Evaluation in dStudio

The Evaluate view - a basic understanding

In this section you can see how well the images from the evaluation dataset are classified by the neural network. The so-called "confusion matrix" shows the 'Prediction' of the network compared to the label it was given in the beginning (the 'Ground truth').

Pictures

From this result you can read how accurately the neural network can deal with the given task and also see specific example images that were possibly wrongly classified.

In this example almost everything was predicted correctly, but one Almond Blanched was predicted as a Cashew. You can click a cell in the matrix to see its related images.

Pictures

In this case, we can see that the issue was not that the image was incorrectly classified by the network - the issue was that the image had been incorrectly labelled by the annotator. It is possible to click on the image and change annotations. We want to change the classification class to Cashew instead of Almond Blanched.

Pictures

Important: Note that you have to create a new snapshot and retrain the network every time you change annotations if you want to incorporate those changes.
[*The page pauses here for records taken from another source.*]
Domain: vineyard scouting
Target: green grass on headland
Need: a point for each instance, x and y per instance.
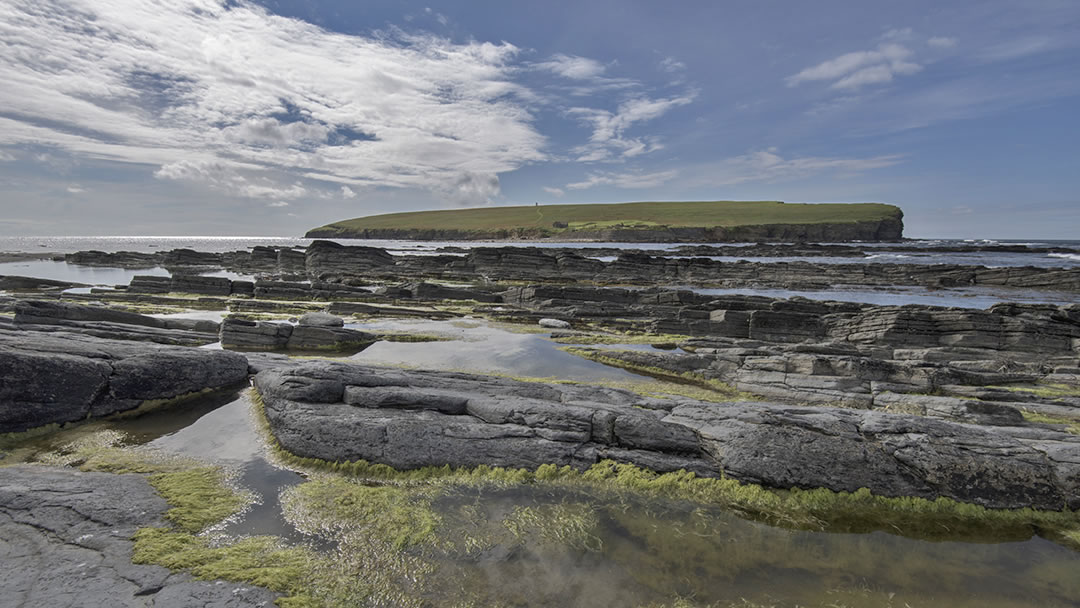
(592, 217)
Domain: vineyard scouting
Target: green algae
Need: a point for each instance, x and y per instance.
(1048, 390)
(1070, 426)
For more information regarding how to interpret the confusion matrix, please see the details below.

The Evaluate view - an advanced understanding

When training neural networks, the results are not always as expected and this can be due to factors such as camera setup, low-quality or using too few images, training issues etc. In order to know the cause of the issue, we need to know how to interpret the results.

Interpreting the training and evaluation results

A common measure for classification is accuracy, which is the number of correct predictions divided by the total number of predictions, i.e. a percentage number where higher is better. Another measure is the "loss", which is the function being minimized during the training (lower number is better). During dStudio training, an accuracy graph and a loss graph is provided (the latter under in the Advanced header). We will focus on how to interpret the accuracy graph.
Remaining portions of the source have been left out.